Dec 1, 2009 at 12:34 AM

I haven't looked at your stuff yet.  I wanted to get my ideas out before getting confused.  So I've checked my base-class and a couple placeholder implementation classes for IT, PS, BS, and FF, BP to get started.  They're not fully fleshed out yet, and it may require refactoring the base to make work.  But now that I have my ideas "on paper" I'll take a look at what you have and start comparing notes.

Jan 8, 2010 at 9:34 AM

Time to resurrect this thread. In my local copy, I've come up with a simulator-esque arrangement that produces expected ability usage over a given timeframe, but instead of taking the usual simulator approach and /randoming for all the events associated, it weights each possible outcome of combat with that outcome's probability; for example, each time the system adds an obliterate usage, it branches in two direction, one with a weight of rime probability * current weight with rime = true, and one with current weight - rime probability * current weight and rime = false. While this system produces very nice results, there's a glaring issue: it's O(2^N). I've worked around that somewhat by checking whether or not rime (or KM) are procced when the triggering event occurs, and by only updating probable ability usage when significantChange or needsDisplayCalculations are true, but the performance is still rather terrible, hence why I have not committed it.

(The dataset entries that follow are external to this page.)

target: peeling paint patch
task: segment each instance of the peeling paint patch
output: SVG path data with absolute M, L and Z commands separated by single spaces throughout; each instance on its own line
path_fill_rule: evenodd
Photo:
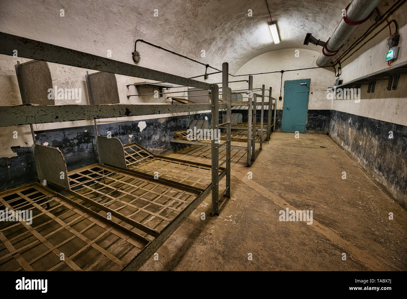
M 143 130 L 146 128 L 146 127 L 147 126 L 147 124 L 146 124 L 145 121 L 140 121 L 137 124 L 137 126 L 140 129 L 140 132 L 142 132 Z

However, I feel like there's almost certainly a better solution to the issue I'm running into (procs-on-ability that are independent of previous events and determine future events), and I suspect some of the other models have already solved this. Also, most of you are much better computer scientists than I; how can I make this not awful? Any hints?

Jan 8, 2010 at 5:01 PM

Partial removal of the ability it would replace the % of the time it would replace it, and add in the % of the replacing ability.

If you have a 30% chance to Proc B, and that replaces A, you get 70% A and 30% B.

Improve for complexity.

Jan 8, 2010 at 9:52 PM

I think this is the problem that all the models face and it is the fundamental question of how to model your class. Unfortunatelly there is no simple answer. It all depends on what kind of abilities you have to model and how they interact with each other. Whether the focus is on scheduling, proc interaction, short-long term cooldowns and other complexities. Each has different ways to tackle them and usually to get a great model you'll have to combine different approaches unique to your model in trying to balance accuracy and efficiency.

One good approach to modeling proc and cooldown interaction is setting up a markovian state space, transitions and solving for stationary distribution. The hard part of this as some here have found out the hard way is that the state space can get very complex very fast and to get a workable solution you'll most likely have to partition the whole problem in several different ways, emphasising different aspects of it and solving each simplified subproblem and recombining the results into an overall solution.